How do accounting firms support this shift in the global business culture?
In the short term, firms may look to hire through a skills-based lens, bringing in more tech-savvy people with computer science backgrounds who can better speak to these issues.
But Ohran suggests this isn’t the only solution, explaining that this issue should be addressed when educating and training accountants.
He hopes that in the long run, accountants will emerge from their schooling with a more profound knowledge of finances, but also how technology and computer science impact a company’s financial future.
Before the end of his conversation with Stuart, Ohran talks about being cross-examined in the courtroom. His experience of providing legal expertise in Ontario’s Superior Court of Justice is one he won’t forget—even a “privilege” for developing business leadership skills.
It’s a life passage that he believes every leader should go through. “The awesomeness of the experience is palpable,” says Ohran.
He’s not just referring to the revered halls and hallowed courtrooms, but to the exercise in precision and professionalism that comes with a cross-examination.

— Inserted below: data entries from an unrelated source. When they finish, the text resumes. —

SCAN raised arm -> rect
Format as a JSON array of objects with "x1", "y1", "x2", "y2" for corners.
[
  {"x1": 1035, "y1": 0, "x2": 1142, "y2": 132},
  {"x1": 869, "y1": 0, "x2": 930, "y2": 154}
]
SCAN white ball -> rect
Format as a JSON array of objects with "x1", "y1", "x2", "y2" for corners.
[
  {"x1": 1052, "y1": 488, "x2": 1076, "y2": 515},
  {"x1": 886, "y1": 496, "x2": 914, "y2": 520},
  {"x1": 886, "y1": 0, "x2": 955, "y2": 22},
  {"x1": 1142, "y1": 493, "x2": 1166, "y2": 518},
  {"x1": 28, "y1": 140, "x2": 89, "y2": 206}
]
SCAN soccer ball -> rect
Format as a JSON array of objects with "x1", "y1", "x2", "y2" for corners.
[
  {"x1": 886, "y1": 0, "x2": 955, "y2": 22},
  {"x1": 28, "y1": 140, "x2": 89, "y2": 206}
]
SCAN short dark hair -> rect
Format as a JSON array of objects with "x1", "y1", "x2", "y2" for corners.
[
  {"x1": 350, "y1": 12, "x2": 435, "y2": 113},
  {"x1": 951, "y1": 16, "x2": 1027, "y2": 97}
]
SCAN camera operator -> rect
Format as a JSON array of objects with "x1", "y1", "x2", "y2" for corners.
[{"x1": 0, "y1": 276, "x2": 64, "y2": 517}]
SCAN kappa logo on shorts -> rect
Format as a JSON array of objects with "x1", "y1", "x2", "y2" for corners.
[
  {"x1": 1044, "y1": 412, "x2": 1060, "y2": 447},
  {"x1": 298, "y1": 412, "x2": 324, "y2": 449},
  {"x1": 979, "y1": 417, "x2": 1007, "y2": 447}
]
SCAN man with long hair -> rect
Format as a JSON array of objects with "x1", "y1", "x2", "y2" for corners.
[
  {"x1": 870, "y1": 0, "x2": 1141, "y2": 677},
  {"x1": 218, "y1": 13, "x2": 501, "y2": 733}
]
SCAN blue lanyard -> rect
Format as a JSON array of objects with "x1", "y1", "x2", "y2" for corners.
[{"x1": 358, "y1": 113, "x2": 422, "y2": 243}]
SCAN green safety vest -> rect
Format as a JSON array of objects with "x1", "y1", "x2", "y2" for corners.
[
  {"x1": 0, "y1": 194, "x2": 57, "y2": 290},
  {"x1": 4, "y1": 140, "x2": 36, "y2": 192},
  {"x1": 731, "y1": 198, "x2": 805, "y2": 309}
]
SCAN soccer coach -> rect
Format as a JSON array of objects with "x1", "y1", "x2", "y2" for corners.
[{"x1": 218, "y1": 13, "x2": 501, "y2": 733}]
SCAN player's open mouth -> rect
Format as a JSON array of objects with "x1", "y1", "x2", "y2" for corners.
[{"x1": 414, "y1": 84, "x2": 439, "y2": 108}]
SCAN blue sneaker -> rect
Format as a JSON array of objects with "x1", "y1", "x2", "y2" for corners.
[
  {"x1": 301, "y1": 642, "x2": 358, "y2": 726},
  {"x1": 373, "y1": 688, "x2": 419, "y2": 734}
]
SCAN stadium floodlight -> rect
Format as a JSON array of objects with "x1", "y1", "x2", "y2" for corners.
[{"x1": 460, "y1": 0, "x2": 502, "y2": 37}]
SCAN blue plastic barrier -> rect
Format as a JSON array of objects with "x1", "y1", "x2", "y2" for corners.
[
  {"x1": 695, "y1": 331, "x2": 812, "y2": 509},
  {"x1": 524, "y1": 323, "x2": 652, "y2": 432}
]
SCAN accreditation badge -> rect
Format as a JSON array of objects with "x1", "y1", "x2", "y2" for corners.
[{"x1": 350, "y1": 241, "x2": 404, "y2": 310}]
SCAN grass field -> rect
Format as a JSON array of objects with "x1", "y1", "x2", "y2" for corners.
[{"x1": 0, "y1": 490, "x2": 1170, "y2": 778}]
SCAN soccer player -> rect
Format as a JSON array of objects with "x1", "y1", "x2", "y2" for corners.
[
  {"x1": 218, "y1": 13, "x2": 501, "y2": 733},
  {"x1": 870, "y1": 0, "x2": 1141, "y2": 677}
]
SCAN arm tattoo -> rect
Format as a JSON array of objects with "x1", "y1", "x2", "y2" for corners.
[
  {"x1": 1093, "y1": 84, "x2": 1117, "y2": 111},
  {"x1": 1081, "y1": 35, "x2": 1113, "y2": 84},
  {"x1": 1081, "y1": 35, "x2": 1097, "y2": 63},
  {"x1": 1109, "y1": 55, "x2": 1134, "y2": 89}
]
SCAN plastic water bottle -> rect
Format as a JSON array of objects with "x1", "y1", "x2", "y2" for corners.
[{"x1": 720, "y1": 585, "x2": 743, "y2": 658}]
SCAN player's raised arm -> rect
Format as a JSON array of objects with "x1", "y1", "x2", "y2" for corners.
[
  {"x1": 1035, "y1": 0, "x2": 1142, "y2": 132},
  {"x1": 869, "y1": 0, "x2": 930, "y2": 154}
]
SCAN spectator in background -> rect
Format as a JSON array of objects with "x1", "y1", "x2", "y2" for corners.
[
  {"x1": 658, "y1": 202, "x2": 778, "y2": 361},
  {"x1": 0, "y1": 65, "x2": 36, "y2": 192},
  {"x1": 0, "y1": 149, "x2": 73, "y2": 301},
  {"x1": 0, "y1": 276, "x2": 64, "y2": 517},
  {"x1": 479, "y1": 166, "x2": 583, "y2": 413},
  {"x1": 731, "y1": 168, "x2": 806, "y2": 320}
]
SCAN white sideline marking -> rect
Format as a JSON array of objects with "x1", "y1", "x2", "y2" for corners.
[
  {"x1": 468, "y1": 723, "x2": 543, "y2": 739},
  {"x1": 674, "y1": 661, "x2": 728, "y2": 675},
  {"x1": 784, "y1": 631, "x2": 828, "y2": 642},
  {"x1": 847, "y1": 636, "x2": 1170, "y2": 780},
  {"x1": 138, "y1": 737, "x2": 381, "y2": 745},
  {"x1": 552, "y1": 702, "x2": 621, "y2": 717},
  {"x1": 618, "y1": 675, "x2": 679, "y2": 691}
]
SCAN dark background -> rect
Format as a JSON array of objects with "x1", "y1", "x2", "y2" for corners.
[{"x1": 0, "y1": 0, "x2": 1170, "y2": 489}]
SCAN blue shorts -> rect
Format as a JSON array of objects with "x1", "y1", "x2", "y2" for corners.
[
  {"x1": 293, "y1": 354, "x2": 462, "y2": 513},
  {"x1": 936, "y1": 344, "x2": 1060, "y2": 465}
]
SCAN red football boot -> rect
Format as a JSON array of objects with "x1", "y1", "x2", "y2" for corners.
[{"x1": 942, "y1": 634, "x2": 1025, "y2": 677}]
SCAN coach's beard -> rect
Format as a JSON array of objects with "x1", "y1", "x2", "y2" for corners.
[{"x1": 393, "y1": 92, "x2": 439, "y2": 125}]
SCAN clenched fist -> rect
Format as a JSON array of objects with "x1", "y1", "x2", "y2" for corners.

“It sensitizes you to a level of exactitude,” he explains. And while business leaders are used to having their decisions challenged, the formal, structured format of the courts takes this questioning to different heights.
It’s an opportunity that he hopes all leaders get to experience. “It’s grounding, and it’s humbling. You suddenly realize you’re in an institution that’s larger than you.”
And if there’s one thing these past two volatile years have taught us, it’s that we’re all part of something bigger.